The May 18 decision by a U.S. magistrate means Richard Arledge, the former owner and operator of Richard Arledge Suzuki and president of Expressway Financial Inc., in Hickory Creek, Texas, must continue to serve his full sentence. Expressway Financial was the dealership’s financing and leasing arm, according to court documents.
A jury convicted Arledge and Expressway Financial sales manager Steve Ham in 2010. Thirteen other defendants, including ex-dealership employees and customers, pleaded guilty in the case.
According to trial testimony, Expressway Financial, Arledge’s finance arm, acquired brands outside Arledge’s franchise and sold them for cash from January 2006 through August 2009. As Ham’s legal papers put it: “For a fee, Arledge would venture outside the realm of Suzuki cars and into the spot market for high-end (new and used) sports cars, such as a Maserati or a Bentley.”
Paper bags, pillow cases
Prosecutors said in a brief: “Bentleys, Aston Martins, Mercedes and Maseratis all changed hands at the dealership in exchange for hundreds of thousands of dollars and agreements not to reveal the source or nature of the financial transactions to federal authorities.” Some customers brought cash in paper bags and pillowcases.
For example, the criminal indictment showed Arledge sold a 2005 Maserati Quattroporte and a 2006 Aston Martin to a drug dealer who paid $213,756 in cash, “which represented proceeds from the distribution of controlled substances.” Another customer bought a $145,675 2006 Aston Martin DB9 Volante with a $25,000 cash down payment “which represented proceeds from financial crimes.”
Rejecting Arledge’s bid for freedom this month, U.S. Magistrate Judge Don Bush, in Plano, wrote: “Cars were titled in the name of friends and relatives to conceal true ownership. Purchases were disguised as leases to allow the dealership to claim cars that were seized by law enforcement.

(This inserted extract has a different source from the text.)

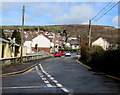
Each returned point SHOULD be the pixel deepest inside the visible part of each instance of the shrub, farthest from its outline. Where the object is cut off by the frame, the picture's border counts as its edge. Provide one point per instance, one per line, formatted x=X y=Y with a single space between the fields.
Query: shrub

“Some purchasers smelled strongly of marijuana. Employees noticed that these unusual purchasers seemed to have traveled great distances to purchase cars from Arledge and they did not fit the general demographics of the population in the area around the dealership.”
One ex-employee, who was a paid informant cooperating with authorities, testified that Arledge ordered him to “convert large amounts of cash into cashier’s checks to be used as down payments for some criminal customers. This allowed the dealership to avoid having to report large cash transactions to the IRS in the name of the criminal.”
Arledge’s original appeal was unsuccessful, and the U.S. Supreme Court refused to hear the case.
In the new ruling, Bush refused to vacate or set aside the sentence on the grounds that prosecutors violated Arledge’s constitutional rights and used “false statements and misrepresented evidence.”
Bush found no basis for the claim that lawyers who represented him at trial and sentencing were ineffective for not challenging a search warrant for his office or prosecutors’ use of allegedly perjured testimony.
Arledge, who represented himself, is at the low-security Seagoville Federal Correctional Institution in Texas. Ham, described by prosecutors as Arledge’s “right-hand man,” received a 16-month sentence and has been released, Bureau of Prison records show.